Der in Culture-Clash-Fragen bestens erprobte M´Barek („Türkisch für Anfänger") ist ein Bilderbuch-Sympathiebolzen. Gut aussehend, ohne den geleckten Schönling zu geben, sympathisch, ohne in die Muster-Schwiegersohn-Falle zu tappen, vor Charme sprühend, ohne affektiert oder schmierig zu wirken, ist der tunesisch-stämmige Münchner das große Plus des Films. Die äußerlich wie vom Auftreten her deutlich sprödere Karoline Herfurth ist dazu das ideale Gegenstück, das trotz der teilweise stark karikaturhaften Züge Sigis dennoch menschlich und liebenswert wirkt. Die oft zitierte Chemie zwischen den Hauptdarstellern einer RomCom mag ein abgegriffener Topos sein, „Fack ju Göthe" ist allerdings ein Musterbeispiel für den gewinnbringenden Effekt, wenn sie denn da ist.

Regisseur und Drehbuchautor Boran Dagtekin gelang das Kunststück einer gelungenen Fusion von Culture-Clash- und Romantischer Komödie jetzt nun schon zum zweiten Mal. Die Gagdichte ist hoch (wenn auch bei weitem nicht jeder Schuss einen brüllenden Lacher wert ist), der Humor beherzt politisch unkorrekt (ohne dabei ständig niveaulos zu sein) und die Figuren (trotz der ein oder anderen krassen Übertreibung)  sind im Kern liebenswert gezeichnet und durch die Bank toll gespielt.
Mit der Realität an deutschen Schulen hat das Ganze nur am Rande zu tun.

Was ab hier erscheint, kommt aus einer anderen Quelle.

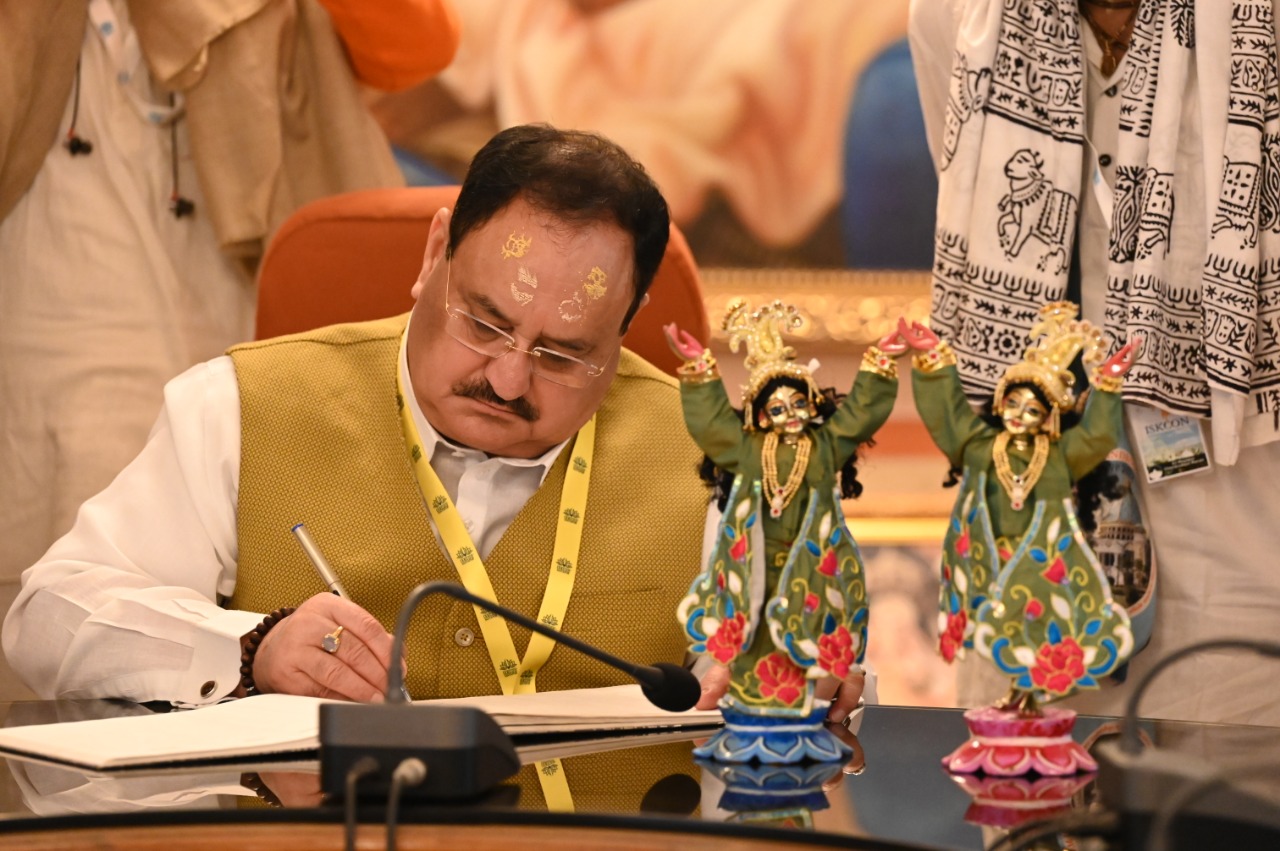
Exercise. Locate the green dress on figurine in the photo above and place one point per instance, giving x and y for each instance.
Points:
(782, 599)
(1019, 581)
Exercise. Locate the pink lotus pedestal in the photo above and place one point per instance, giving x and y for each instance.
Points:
(1006, 745)
(1011, 801)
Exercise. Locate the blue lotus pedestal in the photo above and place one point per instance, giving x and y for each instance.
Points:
(775, 739)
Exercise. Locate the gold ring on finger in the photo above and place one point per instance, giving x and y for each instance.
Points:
(332, 640)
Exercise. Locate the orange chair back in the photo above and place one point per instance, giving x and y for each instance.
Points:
(352, 257)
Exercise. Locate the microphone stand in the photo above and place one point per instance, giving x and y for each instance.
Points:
(462, 750)
(667, 686)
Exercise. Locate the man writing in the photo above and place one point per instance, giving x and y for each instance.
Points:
(478, 438)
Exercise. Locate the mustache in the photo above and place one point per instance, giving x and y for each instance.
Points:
(481, 390)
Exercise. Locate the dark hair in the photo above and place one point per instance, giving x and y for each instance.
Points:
(850, 488)
(581, 178)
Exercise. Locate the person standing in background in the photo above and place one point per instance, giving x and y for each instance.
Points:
(147, 152)
(1125, 155)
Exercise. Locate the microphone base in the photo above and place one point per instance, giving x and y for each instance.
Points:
(465, 750)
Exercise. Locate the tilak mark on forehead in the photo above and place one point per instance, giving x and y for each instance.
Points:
(516, 246)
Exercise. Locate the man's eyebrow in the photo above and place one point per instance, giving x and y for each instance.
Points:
(563, 344)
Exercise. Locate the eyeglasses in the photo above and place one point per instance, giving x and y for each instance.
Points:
(485, 339)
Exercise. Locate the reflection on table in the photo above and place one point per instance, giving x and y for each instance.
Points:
(892, 794)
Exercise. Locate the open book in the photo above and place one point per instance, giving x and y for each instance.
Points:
(272, 726)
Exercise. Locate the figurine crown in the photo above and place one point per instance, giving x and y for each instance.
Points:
(1056, 339)
(767, 356)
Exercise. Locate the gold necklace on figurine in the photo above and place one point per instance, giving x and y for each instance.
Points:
(781, 497)
(1019, 486)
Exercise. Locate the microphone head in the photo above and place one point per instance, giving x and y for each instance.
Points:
(675, 690)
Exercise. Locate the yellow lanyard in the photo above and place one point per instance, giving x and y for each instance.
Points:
(515, 675)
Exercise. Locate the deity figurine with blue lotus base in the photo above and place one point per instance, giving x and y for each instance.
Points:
(1020, 584)
(782, 599)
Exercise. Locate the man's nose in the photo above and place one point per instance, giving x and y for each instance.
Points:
(511, 374)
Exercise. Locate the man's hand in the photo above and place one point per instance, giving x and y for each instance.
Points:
(842, 694)
(714, 685)
(292, 658)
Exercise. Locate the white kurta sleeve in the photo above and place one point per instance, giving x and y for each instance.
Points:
(124, 604)
(933, 27)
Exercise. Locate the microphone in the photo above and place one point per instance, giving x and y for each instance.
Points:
(1138, 782)
(464, 749)
(667, 686)
(78, 145)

Zwar greift Dagtekin bestimmte Missstände, Vorurteile und Klischees genussvoll auf, karikiert sie dann aber auf exaltierte Art und hat definitiv eher den unterhaltenden als des satirischen Effekt im Blick. Den ein oder anderen subversiven Tritt konnte er sich zwar (glücklicherweise) nicht gänzliche verkneifen, insgesamt ist „Fack ju Göthe" aber vor allem ein gut getimtes und rotzig-freches Feel-Good-Movie für jung und (noch nicht ganz) alt. „Fack ju Til und Mattes. Boran bringxs auch"!